Importante che la Tunisia sia stata il primo viaggio di Renzi Le primavere arabe sono finite male. La tragedia della guerra civile in Siria. La rivoluzione libica che ha portato al potere un governo che non riesce a controllare tutto il Paese. Gli Stati Uniti sembrano orientati a ridurre la loro presenza diretta nel Mediterraneo proprio mentre questa è divenuta di nuovo un’area fortemente instabile. In un mondo che è sempre più multilaterale, l’Italia e gli altri Paesi dell’area dovranno prendersi maggiori responsabilità in Libia, in Medio Oriente e perfino nella protezione delle rotte di accesso al Golfo Persico?
«Gli straordinari cambiamenti e le situazioni tumultuose del mondo arabo affondano le loro radici nel desiderio della gente comune di vivere con dignità e prosperità, decidendo del suo futuro. Fin dall’inizio io ho avvertito che qui non ci sarebbe stata la possibilità di percorrere un sentiero rettilineo. La guerra civile siriana e la morte di tanti innocenti, uomini donne e bambini, è una enorme tragedia. Gli Stati Uniti si sono impegnati con molta energia nello sforzo diplomatico per cercare di porre fine ai combattimenti, promuovendo una transizione nella quale i diritti del popolo siriano vengano rispettati. L’Italia ha, poi, giocato un ruolo vitale nella campagna aerea lanciata tre anni fa per proteggere il popolo libico. E ora l’Italia e gli Stati Uniti stanno lavorando insieme per migliorare le capacità di difesa del governo centrale di questo Paese, per addestrare le sue forze di scurezza e per migliorare i servizi di base che devono essere forniti al popolo libico.
«Tutto questo riflette il ruolo essenziale che l’Italia svolge nel Mediterraneo. L’Italia non solo contribuisce a un rilevante numero di iniziative di peacekeeping, ma guida anche la forza internazionale in Libano. E il primo ministro Renzi, scegliendo la Tunisia per il suo primo viaggio all’estero, ha mandato un importante messaggio circa l’impegno del suo Paese nella regione. Io ho detto ripetutamente che la situazione del mondo è migliore quando aumenta il numero dei Paesi che contribuiscono a garantire il mantenimento delle condizioni di pace e sicurezza a livello internazionale. Proprio per questo continuiamo a vedere come benvenuta la leadership dell’Italia nel Mediterraneo e oltre.
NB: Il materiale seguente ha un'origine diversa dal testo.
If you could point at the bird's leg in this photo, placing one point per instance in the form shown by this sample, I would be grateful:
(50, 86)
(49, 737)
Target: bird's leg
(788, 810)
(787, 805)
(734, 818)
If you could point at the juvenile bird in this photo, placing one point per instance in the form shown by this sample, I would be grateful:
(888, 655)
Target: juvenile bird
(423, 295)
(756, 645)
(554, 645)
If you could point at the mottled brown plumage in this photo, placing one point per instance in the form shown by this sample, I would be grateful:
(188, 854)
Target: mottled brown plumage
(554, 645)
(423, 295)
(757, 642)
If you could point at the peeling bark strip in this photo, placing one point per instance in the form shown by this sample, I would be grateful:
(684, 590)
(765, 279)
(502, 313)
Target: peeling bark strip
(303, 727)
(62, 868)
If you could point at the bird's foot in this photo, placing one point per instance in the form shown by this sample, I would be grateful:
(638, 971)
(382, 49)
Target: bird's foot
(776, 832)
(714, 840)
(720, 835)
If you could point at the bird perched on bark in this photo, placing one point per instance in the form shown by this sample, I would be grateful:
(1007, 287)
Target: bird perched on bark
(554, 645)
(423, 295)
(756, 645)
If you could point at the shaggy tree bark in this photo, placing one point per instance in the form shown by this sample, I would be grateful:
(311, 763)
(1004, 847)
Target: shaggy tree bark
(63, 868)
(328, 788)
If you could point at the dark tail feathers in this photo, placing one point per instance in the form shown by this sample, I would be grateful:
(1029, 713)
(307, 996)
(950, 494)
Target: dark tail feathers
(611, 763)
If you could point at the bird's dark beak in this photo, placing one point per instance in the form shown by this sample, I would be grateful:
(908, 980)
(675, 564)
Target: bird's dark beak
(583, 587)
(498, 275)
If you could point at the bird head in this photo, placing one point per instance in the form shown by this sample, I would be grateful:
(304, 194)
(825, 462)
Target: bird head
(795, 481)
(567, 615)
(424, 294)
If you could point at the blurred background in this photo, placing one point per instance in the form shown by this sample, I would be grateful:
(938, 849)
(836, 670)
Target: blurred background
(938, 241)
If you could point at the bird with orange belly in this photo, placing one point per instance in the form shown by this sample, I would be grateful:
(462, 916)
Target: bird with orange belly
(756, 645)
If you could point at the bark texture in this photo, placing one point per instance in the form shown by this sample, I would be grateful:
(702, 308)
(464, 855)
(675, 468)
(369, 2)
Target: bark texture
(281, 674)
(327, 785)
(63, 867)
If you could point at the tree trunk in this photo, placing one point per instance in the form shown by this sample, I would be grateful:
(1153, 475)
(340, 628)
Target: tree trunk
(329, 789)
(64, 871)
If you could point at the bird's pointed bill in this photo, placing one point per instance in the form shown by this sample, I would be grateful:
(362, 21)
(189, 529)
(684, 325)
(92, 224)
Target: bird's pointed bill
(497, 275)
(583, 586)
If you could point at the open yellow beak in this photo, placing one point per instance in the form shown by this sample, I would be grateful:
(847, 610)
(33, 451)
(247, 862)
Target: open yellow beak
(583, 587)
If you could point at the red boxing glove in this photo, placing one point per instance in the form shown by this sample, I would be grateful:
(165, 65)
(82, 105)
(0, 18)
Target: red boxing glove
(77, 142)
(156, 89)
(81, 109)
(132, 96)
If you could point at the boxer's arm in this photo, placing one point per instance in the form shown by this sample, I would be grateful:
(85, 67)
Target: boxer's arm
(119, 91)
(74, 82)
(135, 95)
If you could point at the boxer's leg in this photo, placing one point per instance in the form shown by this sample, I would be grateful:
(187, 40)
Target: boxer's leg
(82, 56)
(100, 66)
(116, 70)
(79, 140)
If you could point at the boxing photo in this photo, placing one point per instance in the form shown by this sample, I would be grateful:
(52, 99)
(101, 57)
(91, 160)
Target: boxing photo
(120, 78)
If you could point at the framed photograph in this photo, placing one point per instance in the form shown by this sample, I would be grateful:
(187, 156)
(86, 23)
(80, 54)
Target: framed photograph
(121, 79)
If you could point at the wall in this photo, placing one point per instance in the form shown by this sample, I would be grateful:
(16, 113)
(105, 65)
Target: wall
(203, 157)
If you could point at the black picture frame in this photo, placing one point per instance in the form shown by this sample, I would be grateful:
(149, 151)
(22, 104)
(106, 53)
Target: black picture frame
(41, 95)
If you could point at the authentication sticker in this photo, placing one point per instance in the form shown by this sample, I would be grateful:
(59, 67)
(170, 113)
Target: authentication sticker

Per quanto, poi, riguarda la presenza Usa nel Mediterraneo, voglio essere molto chiaro: non stiamo affatto pensando di ridurla. Anzi, il nostro coinvolgimento nel Mediterraneo sta crescendo, non si sta restringendo. Così come cresce la nostra partnership con l’Italia e gli altri alleati. Siamo molto grati al governo e al popolo dell’Italia per l’ospitalità che è stata data ai 30 mila americani in uniforme, uomini e donne, che sono basati nel vostro Paese assieme alle loro famiglie. Vorrei ancora ricordare che appena un mese fa la prima di quattro unità navali della classe Aegis (incrociatori lanciamissili dotati di efficacissimi sistemi di protezione antimissile, ndr) è arrivata in Spagna dove supporterà il sistema di difesa missilistica balistica della Nato e contribuirà ad altre missioni marittime nella regione. In aggiunta, di recente gli Stati Uniti e la Spagna hanno firmato un accordo che estende nel tempo ed espande il dispiegamento di una forza americana di risposta rapida a Moron, nella penisola iberica. Quindi credo che nessuno dovrebbe nutrire dubbi sul nostro impegno per la sicurezza di una regione che è così vitale per tutte le nostre nazioni».